Ken Kantzer, of the startup auditing firm PKC, mentioned in the Changelog podcast a common case of software developers not understanding that JWT tokens are not encrypted by default. Developers were shown plain-text version of their own JWT tokens, to their amazement - with sensitive information right there for anyone to read.

You expect the same engineers to also have the bandwidth to understand the intricacies of cost dynamics in a multi-region AWS setup? Which brings us to…

“Knows just enough to be dangerous”

A developer who knows zero of something is probably better for your infrastructure security than a developer who knows half (but thinks they know it all).

Software vendors go out of their way to make their products user-friendly, working out-of-the-box in order to push for fast ramp up and adoption. That often comes at the price of literally no security. “Look, ma! I installed Mongo and it just works. I have gone web scale, ma!”

What ma knew and what the developer didn’t was that Mongo did not set a password by default, so the giddy engineer who mirrored their local setup when going to production just exposed the production database to the world as a free-for-all. That ended up just about how you would expect.

MongoDB is not the only culprit, either. There have been spectacular security breaches stemming from Amazon AWS allowing wide-open S3 buckets with public access ON by default.

Once the technology in question gets more complicated, so are the ways in which it can be misconfigured. Making your engineers administer Kubernetes is probably not the greatest of ideas, as the “working knowledge” is just enough to get it working but not enough to be aware of all the security caveats and pitfalls (and not just security, really).

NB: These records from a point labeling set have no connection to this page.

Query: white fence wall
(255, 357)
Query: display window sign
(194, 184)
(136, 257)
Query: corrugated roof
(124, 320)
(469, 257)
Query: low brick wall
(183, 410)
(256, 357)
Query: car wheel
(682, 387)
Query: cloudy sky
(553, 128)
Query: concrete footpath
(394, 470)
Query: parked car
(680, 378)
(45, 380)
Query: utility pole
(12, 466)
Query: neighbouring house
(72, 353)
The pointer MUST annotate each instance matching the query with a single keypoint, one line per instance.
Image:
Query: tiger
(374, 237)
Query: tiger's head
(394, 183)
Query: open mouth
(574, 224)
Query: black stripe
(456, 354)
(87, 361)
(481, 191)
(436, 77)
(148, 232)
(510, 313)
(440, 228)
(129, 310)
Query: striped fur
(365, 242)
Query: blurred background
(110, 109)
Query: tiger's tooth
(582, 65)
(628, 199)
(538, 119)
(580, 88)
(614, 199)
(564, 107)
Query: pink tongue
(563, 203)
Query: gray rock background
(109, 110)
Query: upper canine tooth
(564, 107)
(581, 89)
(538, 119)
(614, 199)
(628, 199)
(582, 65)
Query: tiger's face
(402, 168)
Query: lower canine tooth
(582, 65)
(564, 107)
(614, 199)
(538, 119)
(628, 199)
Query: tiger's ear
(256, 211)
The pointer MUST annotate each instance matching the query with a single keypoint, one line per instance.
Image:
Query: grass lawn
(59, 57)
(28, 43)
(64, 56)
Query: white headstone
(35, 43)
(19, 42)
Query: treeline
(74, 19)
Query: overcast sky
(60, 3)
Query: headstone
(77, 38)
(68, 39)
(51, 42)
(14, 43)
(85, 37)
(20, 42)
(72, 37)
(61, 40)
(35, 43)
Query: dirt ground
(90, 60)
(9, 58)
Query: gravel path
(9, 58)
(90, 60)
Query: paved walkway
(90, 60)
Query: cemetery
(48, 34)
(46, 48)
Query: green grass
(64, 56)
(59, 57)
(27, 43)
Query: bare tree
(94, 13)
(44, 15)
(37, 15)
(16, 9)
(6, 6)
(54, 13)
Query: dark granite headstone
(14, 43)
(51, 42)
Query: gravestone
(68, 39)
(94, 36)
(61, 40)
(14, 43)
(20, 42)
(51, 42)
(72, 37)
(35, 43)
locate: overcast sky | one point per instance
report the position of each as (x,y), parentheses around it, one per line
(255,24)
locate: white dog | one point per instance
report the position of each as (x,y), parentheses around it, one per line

Still, even if you are lucky enough to not have been ransomwared into oblivion, there will be a price…

It will cost you

Your cloud bill is directly proportional to the size of your team. In part to Conway’s Law, and in part because many workplaces give teams autonomy, which manifests as those teams piling on their favorite Cloud toys without any regard for performance, cost, security, or overall complexity.

As your engineers add whatever they desire to your already extensive cloud infrastructure, who really gets down and dirty with a cloud cost calculator? Who analyzes the redundancies, or cheaper and simpler ways? Who gets to validate that rebuilding your entire application in Lambda is not just someone’s resume-driven development effort but a pragmatic decision, not resulting in nasty performance and cost surprises? Who tracks how much data is stored where, accumulating in cost every month? Can it be moved? Deleted? Compressed and archived? Give me a second - I will get right on that after I finish my standup, two Zoom meetings, prep to conduct an interview, attend to technical debt, and spin up another goddamned microservice.

With the Cloud, everything seems reasonably priced and simple - at first, until someone notices the bill. In these lean times, when tech companies are forced to be only reasonably frugal, everything seems fine - and then it’s a code red emergency with all hands on deck. “Our cloud bill is too high, fix it!”

A shallow, ocean-sized puddle of knowledge

Non-stop learning is part of this job, but the ever-growing amount of things to know is relentless and even paralyzing. Basic knowledge of things like database indexes and server-side rendering is passé.

In this environment, expecting software engineers to also be masters of Clouds is, as we say, an anti-goal.